Query Optimization, Team Part

This assignment involves the use of a very large database, and we've only been granted permission to do it on two particular machines in the department. You are welcome to do this on your own computer, if you are inclined to learn how to install PostgreSQL, etc., though it is undoubtedly easier just to use our department machine. If you do choose to do this from home, you'll have to figure out how to adapt the directions (grabbing files, etc.) You're on your own if you do this: I'm only guaranteeing support in the lab. Please work in a team if you are at all inspired; it will help cut down the bottleneck on the machines.

As soon as possible, coordinate with your teammate and have one of you sign up for a time slot.

Setup

Find machine cmc307-2 or cmc307-3 in CMC 307. Login. Change your current directory to the course directory, e.g. at at terminal window type

cd /Accounts/courses/cs334/data
Start up PostgreSQL. The user name is "cs334". Mike Tie has asked me to not put the password in the clear the web to save us from attackers, so I have posted the password on Moodle. So to start up PostgreSQL, type
psql -U cs334
and enter the password you'll find on the Moodle page. Once you've managed to get into PostreSQL, drop all tables and indexes that previous students might have left behind. You can see all tables with the "\dt" command, and all indexes with the "\di" command. To drop a table or an index, here are examples:
DROP TABLE link;
DROP INDEX index1;
Once you have dropped all the tables and indexes, restore the data for this assignment from backup by typing
\i pgcrawler.dump

This should take about 3-5 minutes, so get familiar with the rest of the assignment while doing this. You'll see some "CREATE TABLE", "ALTER TABLE," and "NOTICE" messages dumped to the screen. That's fine. If you haven't correctly dropped all your tables before invoking this script, you might have a problem.

Getting to it

The data which you see was obtained by a Carleton comps group a few years ago that built a search engine (ala Google). This data is what they obtained from a crawl at the time of Carleton's intranet. This data may be incomplete, and it is most certainly out of date, but it represents a neat snapshot of Carleton's web presence at the time.

First, get familiar with the data. We will not use all of the tables that are here; rather, we will focus on the tables word, word_to_url, and url. (Drop any other tables that you see, they are not relevant for this assignment.) Look at the columns that each table has (the PostgreSQL command "\d" is good here. You might also want to print out the first 10 records of each just to see them; you can do so by typing:

select * from whatever limit 10;

The following instructions have specific tasks mixed in. You should turn in on paper whatever the tasks ask for.

Task 1: Draw an E-R diagram showing the entities and relationships that these three tables model. It should be a fairly straightforward picture. Indicate one-to-many, many-to-many, or one-to-one relationships as they exist by using arrows when appropriate.

The key purpose of this data was to be a search engine. In other words, for a particular word that someone was searching for, the goal was to find all URLs (websites) that contained that word.

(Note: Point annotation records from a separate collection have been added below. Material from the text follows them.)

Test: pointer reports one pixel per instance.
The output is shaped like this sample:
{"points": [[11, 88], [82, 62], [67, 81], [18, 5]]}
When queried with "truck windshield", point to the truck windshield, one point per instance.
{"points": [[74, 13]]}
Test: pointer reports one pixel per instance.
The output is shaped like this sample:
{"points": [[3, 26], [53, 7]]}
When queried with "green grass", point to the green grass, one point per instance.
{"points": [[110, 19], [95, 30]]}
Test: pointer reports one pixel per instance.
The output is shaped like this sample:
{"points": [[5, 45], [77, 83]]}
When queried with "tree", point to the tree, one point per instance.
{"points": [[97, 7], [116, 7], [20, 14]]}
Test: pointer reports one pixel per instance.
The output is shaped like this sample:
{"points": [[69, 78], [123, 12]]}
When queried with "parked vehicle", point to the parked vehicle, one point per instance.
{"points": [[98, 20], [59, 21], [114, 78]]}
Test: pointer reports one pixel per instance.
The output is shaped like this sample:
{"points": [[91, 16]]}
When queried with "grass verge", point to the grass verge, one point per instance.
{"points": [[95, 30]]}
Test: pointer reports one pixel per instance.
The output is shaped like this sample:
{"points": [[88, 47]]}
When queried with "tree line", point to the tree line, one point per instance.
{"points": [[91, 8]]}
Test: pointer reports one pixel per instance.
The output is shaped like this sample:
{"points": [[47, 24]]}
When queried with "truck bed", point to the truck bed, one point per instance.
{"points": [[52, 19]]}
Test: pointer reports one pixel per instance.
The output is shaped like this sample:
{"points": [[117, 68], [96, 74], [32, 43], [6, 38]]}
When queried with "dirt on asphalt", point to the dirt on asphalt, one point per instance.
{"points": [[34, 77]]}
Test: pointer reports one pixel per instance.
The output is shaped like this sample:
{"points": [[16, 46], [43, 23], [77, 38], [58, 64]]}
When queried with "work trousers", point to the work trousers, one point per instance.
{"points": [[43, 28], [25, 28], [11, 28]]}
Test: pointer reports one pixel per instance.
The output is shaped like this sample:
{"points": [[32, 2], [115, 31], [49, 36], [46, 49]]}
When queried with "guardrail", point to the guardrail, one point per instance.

Write an SQL query to print out all web pages that contain the word "computer". (In reality, this query would really be constructed underneath a web page.) Run the query and observe how long it takes.

Task 2: Include here your SQL query, and your estimate of how long the query took. How does this compare to what you would expect from a good search engine?

Use the EXPLAIN command (see the individual part of this assignment for more details) to obtain the query evaluation plan.

Task 3: Transcribe the above plan into a relational algebra query evaluation tree, similar to that which your textbook does. If the dataset were much bigger (i.e., on the scale of the Internet), how would you expect your query time to change? Answer quantitiatively using your best guesstimate of the size of the Internet relative to this dataset.


Editorial notice: In various comps projects in the past, it is at about this point in time when students have come to their comps adviser (sometimes me, sometimes others) holding pitchforks and torches. They bellow that the hardware they have been given is not powerful enough to accomplish their task.

You should be able to do something that will make this query and all others like it (e.g., for all other words one might look up) produce output almost instantly. You might need to look through the PostgreSQL documentation to see exactly how to issue the syntax, but there should be a very simple and straightforward thing to do to dramatically speed up this query. Do it.

Task 4: What did you do to make your query run so much more quickly? Indicate the precise syntax that you typed into PostgreSQL to make it happen. How fast would you estimate that your query would now run, on the scale of the entire Internet?

When done, drop all of your tables and indexes. Your fellow students will thank you.

What to Turn In

Submit electronically the answers to the above tasks. For the drawing, use a tool such as Dia, or draw it on paper and scan it. Have fun!